The grant went to Andrew Mead, a research associate in the Biology Department, along with former Biology chair Jim Vigoreaux, now an associate provost, and associate professor of English and problem-based learning researcher, Libby Miles

The grant application and the research program it proposes were built around a pilot Biology course created by Mead and Vigoreaux and funded by an Engaged Practices Innovation grant from the Office of the Provost, called BioFabLab.

Students in the course design, prototype, and build their own experimental instruments – working in partnership with experts at Burlington Generator, a Burlington makerspace – to assist Biology faculty in their research. Working in teams, students are given a real research question and, over the course of the semester, develop an experimental device that helps answer it, using available technologies made popular by the maker movement, such as 3D printing and Arduino, and by interacting with skilled members of the local maker community.

The two-year grant will fund an expansion of BioFabLab geared entirely to first-semester, first-year students in the College of Arts and Science’s Teacher Advisor Program. Surveys, a focus group, and sophisticated analysis of student writing will be used to evaluate the effect of the course on students’ attitudes toward biology and studying science. Their subsequent course selection will also be tracked.

Introducing students to biology in a makerspace setting rather than a lecture hall is a provocative new approach to solving an old problem, Mead said. Although creativity, innovation, and the ability to ‘tinker’ are essential qualities of the modern working life scientist, and an important part of the scientific thought process, they are underemphasized in the early undergraduate curriculum at UVM and elsewhere. An aim of the study is to test the maker approach as a means of attracting those students who may possess an aptitude for creative thinking, but might for other reasons pass over opportunities to major in the life sciences. Furthermore, nearly half of biology majors leave college or change majors, according to the U.S. Department of Education. The study aims to test whether early exposure to BioFabLab might be a way to reduce this attrition.

“Some students who may have a real talent in biology get selected out early because they are intimidated by lecture-based classes; they avoid them, or they do poorly, and start to see themselves as not good at science.”

BioFabLab aims to spur students’ creativity – an essential skill for any kind of research career – and get them to love biology in the process.

“We want this to be a course where you can come and get really excited, to see all sides of a research project and to leave with a sense of accomplishment,” Mead said. Students will then take on the required lecture courses “with more confidence and with some context for the facts they are expected to learn,” he said. 

BioFabLab had exactly that impact on students in its pilot form.

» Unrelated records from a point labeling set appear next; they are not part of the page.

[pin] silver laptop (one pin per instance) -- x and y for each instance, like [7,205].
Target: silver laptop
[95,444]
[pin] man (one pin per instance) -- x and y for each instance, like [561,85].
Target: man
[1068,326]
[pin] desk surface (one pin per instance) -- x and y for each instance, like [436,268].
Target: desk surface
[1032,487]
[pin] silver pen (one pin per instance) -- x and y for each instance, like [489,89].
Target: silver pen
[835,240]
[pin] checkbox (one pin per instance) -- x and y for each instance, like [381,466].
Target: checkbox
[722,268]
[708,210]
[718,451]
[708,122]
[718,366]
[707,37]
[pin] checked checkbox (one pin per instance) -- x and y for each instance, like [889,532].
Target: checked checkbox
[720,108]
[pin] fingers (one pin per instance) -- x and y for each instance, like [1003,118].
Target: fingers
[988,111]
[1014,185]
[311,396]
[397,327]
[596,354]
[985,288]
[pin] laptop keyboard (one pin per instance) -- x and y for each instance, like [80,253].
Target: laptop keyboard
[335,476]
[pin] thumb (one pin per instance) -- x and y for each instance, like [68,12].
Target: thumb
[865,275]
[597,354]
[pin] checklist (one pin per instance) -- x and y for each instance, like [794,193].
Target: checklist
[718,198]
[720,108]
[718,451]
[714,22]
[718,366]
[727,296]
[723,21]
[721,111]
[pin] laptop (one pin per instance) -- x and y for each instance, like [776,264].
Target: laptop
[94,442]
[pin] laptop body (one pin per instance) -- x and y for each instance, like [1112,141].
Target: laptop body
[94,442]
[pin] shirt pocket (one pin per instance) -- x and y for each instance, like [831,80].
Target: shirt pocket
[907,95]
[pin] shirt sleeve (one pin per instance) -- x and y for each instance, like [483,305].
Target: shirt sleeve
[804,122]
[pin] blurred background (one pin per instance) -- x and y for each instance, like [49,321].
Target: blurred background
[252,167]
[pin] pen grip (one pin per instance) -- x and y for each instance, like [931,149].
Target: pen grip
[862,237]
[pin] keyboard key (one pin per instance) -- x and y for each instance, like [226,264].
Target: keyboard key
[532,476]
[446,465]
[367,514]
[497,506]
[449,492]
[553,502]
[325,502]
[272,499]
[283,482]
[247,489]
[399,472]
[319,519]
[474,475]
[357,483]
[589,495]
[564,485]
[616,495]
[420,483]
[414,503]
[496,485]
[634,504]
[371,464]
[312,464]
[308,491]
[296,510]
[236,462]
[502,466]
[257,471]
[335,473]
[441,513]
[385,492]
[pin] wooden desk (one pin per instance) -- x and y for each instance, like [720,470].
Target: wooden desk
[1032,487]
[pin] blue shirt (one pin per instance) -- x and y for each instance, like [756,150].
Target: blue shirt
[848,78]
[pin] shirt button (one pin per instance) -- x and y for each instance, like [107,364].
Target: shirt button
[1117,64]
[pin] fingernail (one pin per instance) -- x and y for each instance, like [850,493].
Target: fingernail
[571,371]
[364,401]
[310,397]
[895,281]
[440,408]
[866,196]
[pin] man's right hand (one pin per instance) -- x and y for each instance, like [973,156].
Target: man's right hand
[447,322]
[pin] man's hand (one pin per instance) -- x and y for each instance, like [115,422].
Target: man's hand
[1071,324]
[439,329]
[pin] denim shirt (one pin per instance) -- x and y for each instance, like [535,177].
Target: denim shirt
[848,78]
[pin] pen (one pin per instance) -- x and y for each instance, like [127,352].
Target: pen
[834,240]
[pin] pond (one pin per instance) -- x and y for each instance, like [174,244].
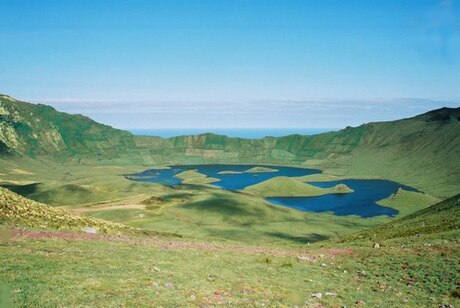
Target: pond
[361,202]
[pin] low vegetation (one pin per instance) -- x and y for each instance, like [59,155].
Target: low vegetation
[195,177]
[260,170]
[18,211]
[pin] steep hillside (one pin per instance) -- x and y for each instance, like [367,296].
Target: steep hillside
[19,211]
[35,130]
[440,220]
[421,151]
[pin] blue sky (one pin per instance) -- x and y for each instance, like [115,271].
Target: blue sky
[232,63]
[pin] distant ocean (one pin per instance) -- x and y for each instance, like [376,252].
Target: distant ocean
[249,133]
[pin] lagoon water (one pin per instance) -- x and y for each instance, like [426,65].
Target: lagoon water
[361,202]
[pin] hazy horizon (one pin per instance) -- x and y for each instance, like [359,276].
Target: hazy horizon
[231,64]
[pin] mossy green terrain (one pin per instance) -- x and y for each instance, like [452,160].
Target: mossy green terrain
[421,151]
[410,269]
[197,245]
[195,177]
[289,187]
[260,170]
[18,211]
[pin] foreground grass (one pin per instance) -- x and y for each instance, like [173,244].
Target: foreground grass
[73,272]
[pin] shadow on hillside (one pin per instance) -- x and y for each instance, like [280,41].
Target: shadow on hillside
[311,238]
[23,190]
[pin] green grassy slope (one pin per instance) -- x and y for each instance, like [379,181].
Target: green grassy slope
[16,210]
[441,220]
[194,177]
[421,151]
[289,187]
[35,130]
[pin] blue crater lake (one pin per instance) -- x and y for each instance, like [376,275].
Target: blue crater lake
[361,202]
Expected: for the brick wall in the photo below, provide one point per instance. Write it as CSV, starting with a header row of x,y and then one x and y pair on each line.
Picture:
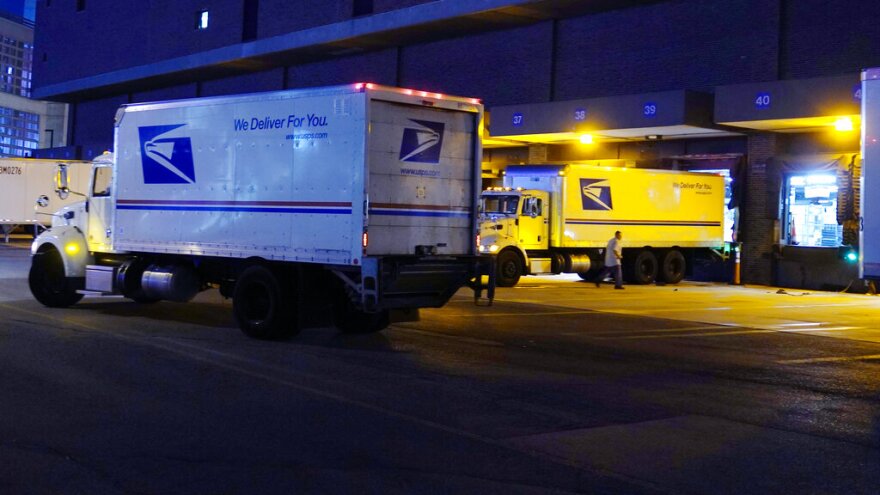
x,y
502,68
377,67
93,121
284,16
827,38
681,44
270,80
758,217
164,94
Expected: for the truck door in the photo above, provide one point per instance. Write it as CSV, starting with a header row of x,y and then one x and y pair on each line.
x,y
421,189
533,221
100,208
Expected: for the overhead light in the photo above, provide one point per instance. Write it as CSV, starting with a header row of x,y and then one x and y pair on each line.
x,y
843,124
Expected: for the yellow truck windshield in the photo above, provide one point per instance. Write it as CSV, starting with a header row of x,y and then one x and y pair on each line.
x,y
499,204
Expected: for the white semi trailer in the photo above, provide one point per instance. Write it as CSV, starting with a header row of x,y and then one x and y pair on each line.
x,y
359,196
558,219
869,234
22,180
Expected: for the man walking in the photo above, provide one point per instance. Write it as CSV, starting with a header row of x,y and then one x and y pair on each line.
x,y
613,259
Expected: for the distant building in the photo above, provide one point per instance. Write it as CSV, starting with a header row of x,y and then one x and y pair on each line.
x,y
25,124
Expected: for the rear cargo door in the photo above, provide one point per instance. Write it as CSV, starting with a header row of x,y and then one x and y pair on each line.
x,y
421,195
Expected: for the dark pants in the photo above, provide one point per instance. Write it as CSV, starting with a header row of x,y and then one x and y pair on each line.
x,y
617,270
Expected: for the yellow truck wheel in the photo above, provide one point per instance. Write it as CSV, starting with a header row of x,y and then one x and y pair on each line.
x,y
509,269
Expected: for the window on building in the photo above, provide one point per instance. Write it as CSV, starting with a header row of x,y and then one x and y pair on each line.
x,y
202,18
811,211
19,132
103,179
249,19
362,7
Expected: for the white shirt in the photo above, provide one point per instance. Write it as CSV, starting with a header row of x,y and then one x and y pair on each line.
x,y
610,250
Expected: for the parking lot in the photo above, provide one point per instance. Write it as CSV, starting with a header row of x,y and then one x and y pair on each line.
x,y
558,387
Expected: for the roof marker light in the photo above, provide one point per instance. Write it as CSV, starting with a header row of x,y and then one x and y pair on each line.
x,y
843,124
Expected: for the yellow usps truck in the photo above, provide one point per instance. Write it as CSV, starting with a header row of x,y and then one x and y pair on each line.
x,y
558,219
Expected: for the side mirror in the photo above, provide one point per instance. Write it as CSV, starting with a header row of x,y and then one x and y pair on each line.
x,y
62,181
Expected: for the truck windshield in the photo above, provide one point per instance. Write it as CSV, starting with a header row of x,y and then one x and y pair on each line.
x,y
500,204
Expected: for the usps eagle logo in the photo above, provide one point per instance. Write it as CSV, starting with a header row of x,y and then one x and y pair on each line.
x,y
422,144
166,155
596,194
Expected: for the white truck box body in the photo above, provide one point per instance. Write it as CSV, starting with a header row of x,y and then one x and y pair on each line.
x,y
288,175
23,180
657,208
869,235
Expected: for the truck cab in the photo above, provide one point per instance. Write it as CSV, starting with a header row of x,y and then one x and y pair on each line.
x,y
513,223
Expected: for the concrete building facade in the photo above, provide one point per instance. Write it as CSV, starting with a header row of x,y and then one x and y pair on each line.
x,y
753,87
25,124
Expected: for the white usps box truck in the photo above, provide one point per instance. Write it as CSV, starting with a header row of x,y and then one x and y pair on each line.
x,y
22,180
558,219
360,196
869,234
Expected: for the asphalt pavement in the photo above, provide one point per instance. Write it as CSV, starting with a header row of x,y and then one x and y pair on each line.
x,y
559,387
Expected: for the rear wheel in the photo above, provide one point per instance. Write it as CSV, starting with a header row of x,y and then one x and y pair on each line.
x,y
129,279
644,268
350,319
48,282
672,267
263,305
509,269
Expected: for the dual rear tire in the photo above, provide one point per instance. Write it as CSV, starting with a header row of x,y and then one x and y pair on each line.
x,y
265,305
646,268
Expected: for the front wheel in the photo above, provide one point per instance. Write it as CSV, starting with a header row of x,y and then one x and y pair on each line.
x,y
509,269
48,282
262,304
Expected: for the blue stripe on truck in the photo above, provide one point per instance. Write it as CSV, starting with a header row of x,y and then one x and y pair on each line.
x,y
245,209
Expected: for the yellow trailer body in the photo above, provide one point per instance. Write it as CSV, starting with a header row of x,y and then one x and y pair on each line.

Students evaluation of the course were uniformly high. 

The research also aims to identify those qualities of the maker experience that are attractive to students, a topic of keen interest to the National Science Foundation. The BioFabLab grant was made under an NSF grant program called Enabling the Future of Making to Catalyze New Approaches in STEM Learning and Innovation.

As biology advances and research techniques evolve to address new questions, creativity and the ability to work with non-biologists on engineering problems like those addressed in BioFabLab will be at a premium, said Mead.

In recent years the ‘omics’ revolution has provided life scientists with a wealth of data to pore over, but other areas, such as phenotyping, have lagged. A major task of the next generation of scientists will be to conceive of and build sophisticated devices to measure the effects genes have on living organisms.

Examples of instruments students created in the BioFabLab pilot courses include a device to test whether zebra fish embryos with eye-development mutations can see, and a device that tracks the motion and energy expenditure of fruit flies to better understand how muscles affect the aging process.